Vera Therapeutics announces efficacy, safety results Phase 2b ORIGIN trial

Vera Therapeutics announced the Phase 2b ORIGIN clinical trial of atacicept for the treatment of IgA nephropathy met its primary and key secondary endpoints, with statistically significant and clinically meaningful reductions in proteinuria and stabilization of eGFR through week 36. Atacicept is the company’s potential best-in-class, disease-modifying dual inhibitor of the cytokines B lymphocyte stimulator and a proliferation-inducing ligand. ORIGIN is a multinational, randomized, double-blind, placebo-controlled clinical trial evaluating the efficacy and safety of atacicept in patients with IgAN who continue to have persistent proteinuria and remain at high risk of disease progression despite available ACEi or ARB therapy. At week 36 in the prespecified per-protocol analysis, the atacicept 150 mg dose group showed a 43% placebo-adjusted reduction from baseline in proteinuria, compared to 35% in the intent-to-treat analysis, as shown in Figure 1 below.

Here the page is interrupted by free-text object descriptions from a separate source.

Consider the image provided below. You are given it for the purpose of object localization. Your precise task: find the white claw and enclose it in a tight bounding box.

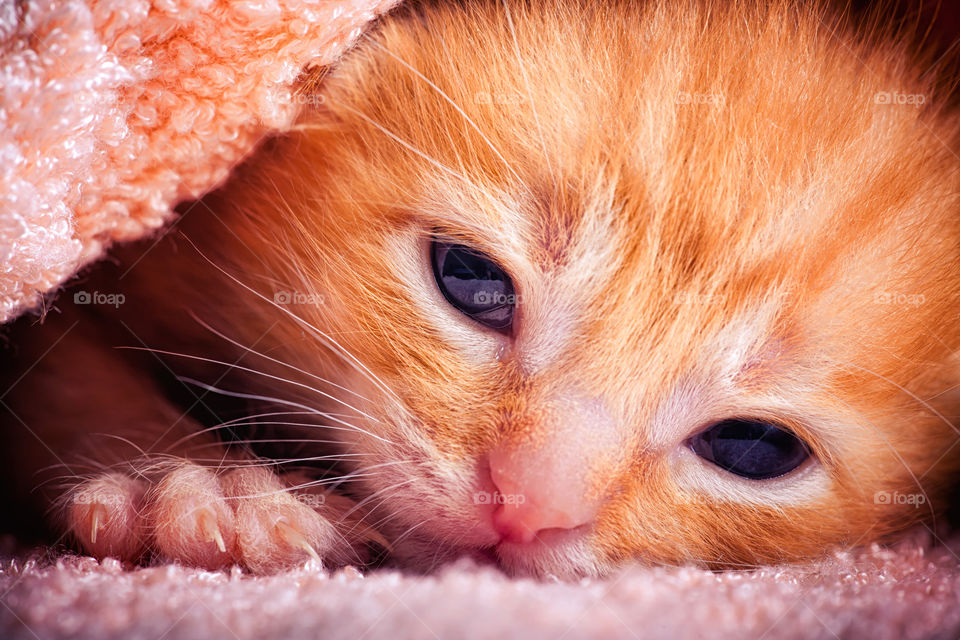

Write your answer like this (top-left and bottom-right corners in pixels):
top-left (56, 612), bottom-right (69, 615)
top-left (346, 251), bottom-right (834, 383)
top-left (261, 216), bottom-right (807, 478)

top-left (198, 511), bottom-right (227, 553)
top-left (89, 503), bottom-right (107, 545)
top-left (276, 519), bottom-right (321, 563)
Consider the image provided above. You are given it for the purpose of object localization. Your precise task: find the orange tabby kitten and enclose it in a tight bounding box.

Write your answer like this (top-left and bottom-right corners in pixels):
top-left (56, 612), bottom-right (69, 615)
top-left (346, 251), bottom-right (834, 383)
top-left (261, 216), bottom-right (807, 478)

top-left (2, 0), bottom-right (960, 579)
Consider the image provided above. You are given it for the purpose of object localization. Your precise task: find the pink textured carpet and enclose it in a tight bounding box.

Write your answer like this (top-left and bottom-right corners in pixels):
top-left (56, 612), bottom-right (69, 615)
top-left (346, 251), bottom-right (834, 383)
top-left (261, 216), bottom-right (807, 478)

top-left (2, 529), bottom-right (960, 639)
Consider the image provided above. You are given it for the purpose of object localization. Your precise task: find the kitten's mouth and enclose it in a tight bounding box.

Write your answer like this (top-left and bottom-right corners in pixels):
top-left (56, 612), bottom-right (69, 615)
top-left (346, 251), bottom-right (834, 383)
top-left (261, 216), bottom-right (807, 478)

top-left (464, 527), bottom-right (593, 578)
top-left (469, 524), bottom-right (593, 575)
top-left (496, 523), bottom-right (589, 548)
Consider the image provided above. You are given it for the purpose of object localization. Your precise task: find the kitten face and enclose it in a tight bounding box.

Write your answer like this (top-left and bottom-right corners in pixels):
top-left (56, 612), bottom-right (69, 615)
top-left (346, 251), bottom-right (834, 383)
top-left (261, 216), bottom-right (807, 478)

top-left (203, 0), bottom-right (960, 577)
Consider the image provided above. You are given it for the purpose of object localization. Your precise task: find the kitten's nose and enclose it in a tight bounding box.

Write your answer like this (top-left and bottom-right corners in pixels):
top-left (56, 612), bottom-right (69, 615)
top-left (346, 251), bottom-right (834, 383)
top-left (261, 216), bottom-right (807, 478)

top-left (487, 394), bottom-right (620, 544)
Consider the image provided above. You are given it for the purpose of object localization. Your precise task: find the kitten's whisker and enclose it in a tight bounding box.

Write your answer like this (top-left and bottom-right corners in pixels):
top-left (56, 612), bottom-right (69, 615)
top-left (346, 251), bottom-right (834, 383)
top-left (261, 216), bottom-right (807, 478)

top-left (291, 460), bottom-right (414, 492)
top-left (221, 421), bottom-right (374, 431)
top-left (34, 470), bottom-right (107, 493)
top-left (322, 199), bottom-right (421, 208)
top-left (189, 314), bottom-right (373, 405)
top-left (923, 382), bottom-right (960, 403)
top-left (213, 410), bottom-right (355, 428)
top-left (821, 387), bottom-right (935, 523)
top-left (187, 438), bottom-right (345, 448)
top-left (325, 104), bottom-right (498, 203)
top-left (336, 478), bottom-right (418, 522)
top-left (500, 0), bottom-right (554, 177)
top-left (274, 473), bottom-right (382, 487)
top-left (85, 434), bottom-right (149, 459)
top-left (185, 453), bottom-right (373, 465)
top-left (168, 418), bottom-right (379, 451)
top-left (175, 377), bottom-right (397, 445)
top-left (181, 236), bottom-right (405, 406)
top-left (379, 517), bottom-right (434, 551)
top-left (119, 345), bottom-right (380, 425)
top-left (837, 361), bottom-right (960, 438)
top-left (368, 41), bottom-right (523, 184)
top-left (165, 410), bottom-right (373, 450)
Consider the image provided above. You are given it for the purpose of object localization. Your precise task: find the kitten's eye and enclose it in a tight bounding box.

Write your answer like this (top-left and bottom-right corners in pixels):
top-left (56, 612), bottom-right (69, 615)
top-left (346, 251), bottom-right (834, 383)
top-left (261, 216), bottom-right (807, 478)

In the ITT analysis of all randomized patients, patients receiving placebo had an expected decline in kidney function as measured by eGFR, while patients receiving atacicept 150 mg had stable eGFR through week 36, as shown in Figure 2. This difference in eGFR was statistically significant and clinically significant. In addition, the atacicept 150 mg group achieved a 64% reduction from baseline at week 36 in Gd-IgA1. Safety results indicated that atacicept was generally well-tolerated and were consistent with the previously observed safety profile of atacicept, with no increased rate of infections compared to placebo, a low rate of serious adverse events overall, and no drug discontinuations or interruptions due to hypogammaglobulinemia. Serious treatment-emergent adverse events were observed in 3% of patients receiving atacicept 150 mg and in 9% of placebo patients. These results build upon the prior integrated analysis of atacicept in randomized, double-blind, placebo-controlled clinical trials in over 1,500 patients to date across different indications – in which atacicept was well-tolerated.